Monday, September 16

8:30 a.m. Registration

1 OPENING REMARKS

2 Tutorial: Causal Inference Meets Quantum Physics

Can the effectiveness of a medical treatment be determined without the expense of a randomized controlled trial? Can the impact of a new policy be disentangled from other factors that happen to vary at the same time? Questions such as these are the purview of the field of causal inference, a general-purpose science of cause and effect, applicable in domains ranging from epidemiology to economics. Researchers in this field seek in particular to find techniques for extracting causal conclusions from statistical data. Meanwhile, one of the most significant results in the foundations of quantum theory—Bell’s theorem—can also be understood as an attempt to disentangle correlation and causation. Recently, it has been recognized that Bell’s result is an early foray into the field of causal inference and that the insights derived from almost 60 years of research on his theorem can supplement and improve upon state-of-the-art causal inference techniques. In the other direction, the conceptual framework developed by causal inference researchers provides a fruitful new perspective on what could possibly count as a satisfactory causal explanation of the quantum correlations observed in Bell experiments. Efforts to elaborate upon these connections have led to an exciting flow of techniques and insights across the disciplinary divide. This tutorial will highlight some of what is happening at the intersection of these two fields.
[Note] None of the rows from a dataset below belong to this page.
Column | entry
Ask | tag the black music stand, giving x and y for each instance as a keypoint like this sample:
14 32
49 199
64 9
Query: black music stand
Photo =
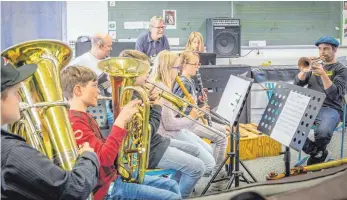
234 154
289 116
Speaker: Robert Spekkens (Perimeter Institute)

10:20 a.m. Break

3 Counterfactual and Graphical Frameworks for Causal Modeling

In the Statistics literature there are three main frameworks for causal modeling: counterfactuals (aka potential outcomes), non-parametric structural equation models (NPSEMs) and graphs (aka path diagrams or causal Bayes nets). These approaches are similar and, in certain specific respects, equivalent. However, there are important conceptual differences and each formulation has its own strengths and weaknesses. These divergences are of relevance both in theory and when the approaches are applied in practice. This talk will introduce the different frameworks, and describe, through examples, both the commonalities and dissimilarities. In particular, we will see that the “default” assumptions within these frameworks lead to different identification results when quantifying mediation and, more generally, path-specific effects.

Speaker: Thomas Richardson (University of Washington)

4 Bipartite graphical causal models: beyond causal Bayesian networks and structural causal models

Based on the immense popularity of causal Bayesian networks and structural causal models, one might expect that these representations are appropriate to describe the causal semantics of any real-world system, at least in principle. In this talk, I will argue that this is not the case, and motivate the study of more general causal modeling frameworks. In particular, I will discuss bipartite graphical causal models.

Real-world complex systems are often modelled by systems of equations with endogenous and independent exogenous random variables. Such models have a long tradition in physics and engineering. The structure of such systems of equations can be encoded by a bipartite graph, with variable and equation nodes that are adjacent if a variable appears in an equation. I will show how one can use Simon’s causal ordering algorithm and the Dulmage-Mendelsohn decomposition to derive a Markov property that states the conditional independence for (distributions of) solutions of the equations in terms of the bipartite graph. I will then show how this Markov property gives rise to a do-calculus for bipartite graphical causal models, providing these with a refined causal interpretation.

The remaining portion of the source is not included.